Clinical Officer in Austria: FAQs

  • How much does a clinical officer make per month in Austria?

    A clinical officer in Austria earns about 1,655 EUR a month before tax, based on an annual average of 19,860 EUR.

  • What's the salary range for a clinical officer in Austria?

    Entry-level clinical officers in Austria start near 9,960 EUR. Top-end pay reaches around 31,540 EUR. The middle 50% of earners sit between 13,540 and 20,460 EUR.

  • Is the median clinical officer salary in Austria higher or lower than the average?

    The median is 19,200 EUR, lower than the average of 19,860 EUR. Half of clinical officers in Austria earn below the median, half earn above it.

  • What's the gender pay gap for clinical officers in Austria?

    Men working as a clinical officer in Austria earn around 12% less than women on average (18,900 vs 21,540 EUR a year).

  • Do clinical officers in Austria get bonuses?

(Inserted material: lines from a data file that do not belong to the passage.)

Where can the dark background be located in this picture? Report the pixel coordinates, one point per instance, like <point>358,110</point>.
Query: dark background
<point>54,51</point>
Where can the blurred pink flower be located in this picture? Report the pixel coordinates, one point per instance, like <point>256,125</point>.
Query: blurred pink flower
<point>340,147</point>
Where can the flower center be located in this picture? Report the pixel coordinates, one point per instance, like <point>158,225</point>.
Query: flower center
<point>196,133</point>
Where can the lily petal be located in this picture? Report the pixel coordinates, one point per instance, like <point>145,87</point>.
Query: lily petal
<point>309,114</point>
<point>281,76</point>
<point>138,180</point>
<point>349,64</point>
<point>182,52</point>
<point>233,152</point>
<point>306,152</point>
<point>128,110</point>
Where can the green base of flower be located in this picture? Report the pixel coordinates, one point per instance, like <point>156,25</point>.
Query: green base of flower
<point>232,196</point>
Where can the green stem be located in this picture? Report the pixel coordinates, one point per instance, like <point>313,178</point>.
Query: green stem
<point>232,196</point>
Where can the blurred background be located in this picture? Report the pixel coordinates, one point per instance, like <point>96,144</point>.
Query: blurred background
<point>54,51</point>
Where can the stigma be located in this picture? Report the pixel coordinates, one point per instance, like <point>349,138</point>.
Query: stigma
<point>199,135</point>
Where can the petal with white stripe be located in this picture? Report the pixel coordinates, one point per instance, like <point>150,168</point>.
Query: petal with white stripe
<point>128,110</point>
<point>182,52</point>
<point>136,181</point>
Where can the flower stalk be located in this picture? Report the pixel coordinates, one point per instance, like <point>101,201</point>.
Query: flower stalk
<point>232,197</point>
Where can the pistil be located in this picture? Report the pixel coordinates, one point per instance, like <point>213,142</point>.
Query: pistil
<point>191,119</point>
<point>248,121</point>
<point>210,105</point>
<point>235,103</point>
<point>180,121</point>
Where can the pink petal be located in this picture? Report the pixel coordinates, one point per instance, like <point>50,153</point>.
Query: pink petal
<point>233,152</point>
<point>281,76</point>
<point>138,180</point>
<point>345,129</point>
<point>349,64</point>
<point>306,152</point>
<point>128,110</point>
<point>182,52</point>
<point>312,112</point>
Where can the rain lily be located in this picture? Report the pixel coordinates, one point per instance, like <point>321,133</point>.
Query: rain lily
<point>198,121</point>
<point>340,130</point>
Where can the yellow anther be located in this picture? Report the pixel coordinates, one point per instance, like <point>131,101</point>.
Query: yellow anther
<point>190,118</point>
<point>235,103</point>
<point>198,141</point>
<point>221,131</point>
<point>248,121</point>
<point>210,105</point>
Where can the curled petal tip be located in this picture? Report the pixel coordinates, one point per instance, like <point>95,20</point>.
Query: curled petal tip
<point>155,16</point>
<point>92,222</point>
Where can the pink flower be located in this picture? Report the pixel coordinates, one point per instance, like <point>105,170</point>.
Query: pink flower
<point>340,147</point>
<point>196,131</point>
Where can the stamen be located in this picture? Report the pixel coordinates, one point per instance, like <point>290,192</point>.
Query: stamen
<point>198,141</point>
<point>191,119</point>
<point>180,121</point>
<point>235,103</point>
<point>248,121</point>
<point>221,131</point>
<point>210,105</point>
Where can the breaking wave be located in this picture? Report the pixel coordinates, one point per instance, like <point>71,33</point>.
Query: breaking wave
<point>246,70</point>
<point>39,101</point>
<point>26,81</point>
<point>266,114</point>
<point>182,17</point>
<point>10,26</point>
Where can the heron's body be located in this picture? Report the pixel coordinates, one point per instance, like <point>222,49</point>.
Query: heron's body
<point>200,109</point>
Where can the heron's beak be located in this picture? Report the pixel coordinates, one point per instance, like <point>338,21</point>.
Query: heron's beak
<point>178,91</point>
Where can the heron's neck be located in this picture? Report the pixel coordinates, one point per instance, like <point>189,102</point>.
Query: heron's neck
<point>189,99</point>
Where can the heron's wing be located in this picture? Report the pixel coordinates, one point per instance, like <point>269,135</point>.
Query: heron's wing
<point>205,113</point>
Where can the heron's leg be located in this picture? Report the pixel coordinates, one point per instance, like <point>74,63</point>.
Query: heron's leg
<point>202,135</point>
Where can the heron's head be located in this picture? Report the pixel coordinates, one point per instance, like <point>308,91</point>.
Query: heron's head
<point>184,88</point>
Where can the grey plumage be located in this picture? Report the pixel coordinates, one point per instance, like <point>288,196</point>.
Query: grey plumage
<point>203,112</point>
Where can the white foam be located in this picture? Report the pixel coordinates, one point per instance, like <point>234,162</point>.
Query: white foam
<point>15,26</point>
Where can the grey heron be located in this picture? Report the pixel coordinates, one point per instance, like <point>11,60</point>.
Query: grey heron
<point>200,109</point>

    About 7% of clinical officers in Austria reported a bonus in the past 12 months. Reported bonuses ranged from 1% to 2% of base salary.

  • Do clinical officers earn more in the public or private sector in Austria?

    In Austria, the public sector pays a clinical officer about 12% more on average. Public-sector pay tends to be steadier; private-sector pay tends to offer bigger upside.

  • How often do clinical officers in Austria get a pay raise?

    A clinical officer in Austria sees a raise of around 7% every 28 months, equivalent to roughly 3% a year.